President Vladimir Putin hosts his Turkish guest Recep Erdogan at Sochi on Tuesday, Oct. 22 as master of northern Syria after his special forces began moving into evacuated US positions including the big Tabqa air base. US Defense Secretary Mark Esper said on Saturday that the 1,000 American troops withdrawing from Syria would go to western Iraq. He did not rule out counter-terrorism operations against ISIS from Iraq into Syria, “after the details are worked out.”
Esper made no reference to negative Turkish or Syrian military steps or the situation of the Kurds. Washington has evidently shunted those problems over to the new reigning power in eastern Syria, i.e. Moscow.
The Putin-Erdogan meeting takes place at the end of the five-day ceasefire negotiated between the US and Turkey for Kurdish forces to retreat from an agreed security zone along the Syrian-Turkish border.
DEBKAfile’s military sources report that Tabqa air base, taken over by Russian forces on the heels of the Syrian army, is large enough to accommodate Russian bombers and air cargoes. Located near the largest Syrian dam on the River Euphrates and 40km from Raqqa, it offers Moscow complete control of eastern Syria including the Kurdish regions of the northeast and the Syrian-Iraqi border, excepting only the large US garrison at al Tanf which sits athwart the intersection of the Syrian, Iraqi and Jordanian borders.

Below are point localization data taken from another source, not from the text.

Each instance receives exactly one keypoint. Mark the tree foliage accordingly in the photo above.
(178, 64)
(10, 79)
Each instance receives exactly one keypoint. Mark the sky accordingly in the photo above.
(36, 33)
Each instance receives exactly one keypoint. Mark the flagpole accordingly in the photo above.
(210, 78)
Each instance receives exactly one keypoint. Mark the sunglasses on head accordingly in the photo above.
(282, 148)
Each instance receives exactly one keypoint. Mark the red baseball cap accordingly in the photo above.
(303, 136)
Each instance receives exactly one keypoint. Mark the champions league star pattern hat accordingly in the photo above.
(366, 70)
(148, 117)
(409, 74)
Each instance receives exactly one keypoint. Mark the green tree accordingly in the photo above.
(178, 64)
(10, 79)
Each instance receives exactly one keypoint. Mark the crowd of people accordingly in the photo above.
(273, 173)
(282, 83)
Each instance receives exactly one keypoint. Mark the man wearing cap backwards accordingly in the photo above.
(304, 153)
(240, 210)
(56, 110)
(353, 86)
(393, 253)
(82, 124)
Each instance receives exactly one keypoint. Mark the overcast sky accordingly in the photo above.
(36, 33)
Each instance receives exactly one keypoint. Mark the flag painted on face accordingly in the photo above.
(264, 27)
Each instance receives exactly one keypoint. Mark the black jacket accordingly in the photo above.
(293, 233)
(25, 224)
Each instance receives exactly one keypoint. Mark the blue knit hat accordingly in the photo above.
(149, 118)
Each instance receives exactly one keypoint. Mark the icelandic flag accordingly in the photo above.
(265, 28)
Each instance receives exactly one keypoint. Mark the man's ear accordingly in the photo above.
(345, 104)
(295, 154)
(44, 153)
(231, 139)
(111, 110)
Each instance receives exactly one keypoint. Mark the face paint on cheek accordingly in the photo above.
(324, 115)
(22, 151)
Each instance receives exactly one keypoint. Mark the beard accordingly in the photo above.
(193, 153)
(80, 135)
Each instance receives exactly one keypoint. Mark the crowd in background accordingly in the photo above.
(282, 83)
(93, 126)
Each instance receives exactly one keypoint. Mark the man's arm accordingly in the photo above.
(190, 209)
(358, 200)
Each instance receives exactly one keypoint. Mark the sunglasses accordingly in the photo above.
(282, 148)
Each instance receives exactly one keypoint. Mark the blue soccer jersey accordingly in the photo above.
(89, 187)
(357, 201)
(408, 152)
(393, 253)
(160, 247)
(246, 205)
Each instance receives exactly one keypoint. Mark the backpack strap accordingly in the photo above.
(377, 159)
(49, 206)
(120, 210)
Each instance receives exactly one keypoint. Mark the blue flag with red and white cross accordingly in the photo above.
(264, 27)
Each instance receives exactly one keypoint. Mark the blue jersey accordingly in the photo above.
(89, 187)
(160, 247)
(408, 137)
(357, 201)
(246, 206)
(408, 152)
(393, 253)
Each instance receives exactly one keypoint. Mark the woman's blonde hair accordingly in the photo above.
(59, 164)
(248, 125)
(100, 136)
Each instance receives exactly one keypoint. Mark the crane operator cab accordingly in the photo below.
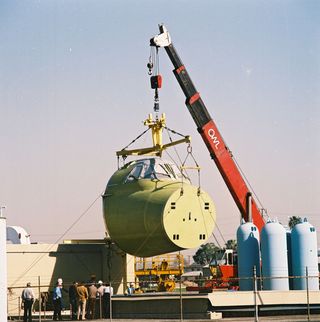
(151, 208)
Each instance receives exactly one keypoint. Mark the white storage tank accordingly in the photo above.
(248, 254)
(274, 257)
(288, 232)
(304, 254)
(17, 235)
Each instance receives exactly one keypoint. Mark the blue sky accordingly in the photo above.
(74, 89)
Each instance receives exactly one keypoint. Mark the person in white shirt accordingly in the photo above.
(108, 292)
(27, 300)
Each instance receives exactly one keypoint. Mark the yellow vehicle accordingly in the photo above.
(158, 274)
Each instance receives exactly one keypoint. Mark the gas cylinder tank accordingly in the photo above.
(248, 247)
(151, 209)
(274, 257)
(304, 256)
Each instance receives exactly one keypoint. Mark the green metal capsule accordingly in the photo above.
(149, 209)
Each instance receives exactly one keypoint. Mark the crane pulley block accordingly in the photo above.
(156, 81)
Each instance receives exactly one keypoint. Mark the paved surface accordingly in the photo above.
(289, 318)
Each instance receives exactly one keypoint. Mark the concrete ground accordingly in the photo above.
(290, 318)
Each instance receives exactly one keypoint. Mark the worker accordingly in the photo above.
(82, 296)
(73, 300)
(57, 302)
(92, 290)
(100, 293)
(27, 301)
(130, 289)
(108, 292)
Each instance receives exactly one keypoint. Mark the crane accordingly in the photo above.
(210, 134)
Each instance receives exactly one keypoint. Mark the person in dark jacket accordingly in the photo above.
(73, 300)
(57, 302)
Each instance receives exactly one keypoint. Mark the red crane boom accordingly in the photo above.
(210, 134)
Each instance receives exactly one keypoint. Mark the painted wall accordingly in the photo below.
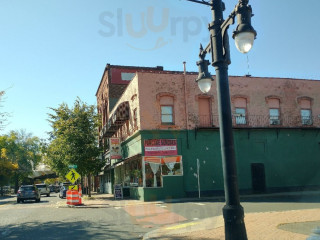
(290, 157)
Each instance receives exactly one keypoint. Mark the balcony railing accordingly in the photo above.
(261, 121)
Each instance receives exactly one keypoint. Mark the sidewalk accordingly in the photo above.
(294, 224)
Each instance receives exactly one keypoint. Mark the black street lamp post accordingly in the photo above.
(244, 36)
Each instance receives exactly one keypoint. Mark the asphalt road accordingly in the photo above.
(48, 220)
(45, 220)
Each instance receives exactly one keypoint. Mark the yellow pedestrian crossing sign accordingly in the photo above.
(73, 187)
(73, 176)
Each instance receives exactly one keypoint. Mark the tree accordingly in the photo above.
(74, 139)
(22, 150)
(7, 169)
(3, 115)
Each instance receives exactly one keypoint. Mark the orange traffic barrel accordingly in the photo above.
(80, 195)
(72, 197)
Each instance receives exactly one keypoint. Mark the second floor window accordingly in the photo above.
(241, 116)
(135, 118)
(306, 118)
(274, 116)
(166, 114)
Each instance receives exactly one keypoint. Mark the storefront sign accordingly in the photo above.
(160, 147)
(118, 193)
(115, 148)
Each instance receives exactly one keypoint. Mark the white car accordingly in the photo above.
(43, 189)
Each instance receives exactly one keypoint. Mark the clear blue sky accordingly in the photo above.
(53, 51)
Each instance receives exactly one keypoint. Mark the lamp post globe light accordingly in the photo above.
(218, 46)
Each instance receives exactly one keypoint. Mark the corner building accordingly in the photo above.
(161, 140)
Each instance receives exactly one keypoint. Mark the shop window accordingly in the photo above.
(166, 114)
(157, 167)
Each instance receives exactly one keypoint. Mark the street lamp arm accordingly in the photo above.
(203, 52)
(201, 2)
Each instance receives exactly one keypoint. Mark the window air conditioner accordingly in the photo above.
(274, 122)
(307, 122)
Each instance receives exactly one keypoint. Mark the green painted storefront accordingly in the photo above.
(289, 159)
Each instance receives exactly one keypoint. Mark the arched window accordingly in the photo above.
(240, 105)
(305, 110)
(166, 101)
(274, 110)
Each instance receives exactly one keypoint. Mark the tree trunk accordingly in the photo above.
(89, 185)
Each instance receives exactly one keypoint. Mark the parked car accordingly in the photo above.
(43, 189)
(28, 192)
(63, 189)
(54, 188)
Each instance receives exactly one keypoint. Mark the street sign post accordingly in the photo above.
(73, 187)
(73, 176)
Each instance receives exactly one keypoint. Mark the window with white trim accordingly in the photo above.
(274, 115)
(167, 114)
(240, 116)
(306, 117)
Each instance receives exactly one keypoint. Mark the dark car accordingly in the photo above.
(54, 188)
(28, 192)
(63, 189)
(43, 189)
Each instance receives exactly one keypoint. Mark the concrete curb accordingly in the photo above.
(182, 228)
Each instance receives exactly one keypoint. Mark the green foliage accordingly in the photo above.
(19, 153)
(74, 139)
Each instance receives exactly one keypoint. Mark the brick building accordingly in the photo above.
(161, 134)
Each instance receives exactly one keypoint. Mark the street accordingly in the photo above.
(45, 220)
(51, 219)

The radical realignment of strength in these regions was almost certainly coordinated between Washington and Moscow, like the other military steps emanating from the Turkish incursion of Syria against the Kurds.
Having appealed to Moscow and Damascus to halt the Turkish intrusion into their lands, Syria’s Kurdish leaders understand that responsibility for their fate has passed from Washington to Moscow. Their bitter complaints of betrayal and abandonment by America, and appeals for aid from Israel, are therefore aimed at raising popular sympathy in the West, knowing that Moscow is their only realistic address for claiming support.
Putin therefore finds himself in a similar situation to that of President Donald Trump at the outset of the Turkish operation (on Oct. 9). He must evade the charges leveled against the Trump administration of abandoning the Kurds of Syria to a genocidal Turkish army, after their gallant fight against the Islamist State, an enemy shared by the US and Russia.
The Russian leader will therefore need to confront Erdogan’s demand to occupy a “security zone” in northern Syria, to which Washington acceded, and lean hard on the Turkish president to start pulling all his troops out of the Syria and ending his military venture there. Kurdish forces have meanwhile complied with the US-Turkish truce stipulation and begun withdrawing from the besieged border town of Ras al-Ayn with their wounded civilians and fighters. This as a signal of their willingness for compromise, so long as one of the two big powers offers them military protection.
Moscow’s expanded military and air force control over northern and eastern Syria, following the US pullback, calls for an extension of the Israeli-Russian military cooperation deal that limits Israel’s air strikes against Iran to the north and the west. Addenda to these understandings will need to be negotiated. Therefore it may be assumed that Prime Minister Binyamin Netanyahu will soon be flying to Sochi discuss coordinating with Putin and his defense chiefs in which parts of eastern Syria the Israeli Air Force is allowed to hammer Iranian and its allied forces and which are barred.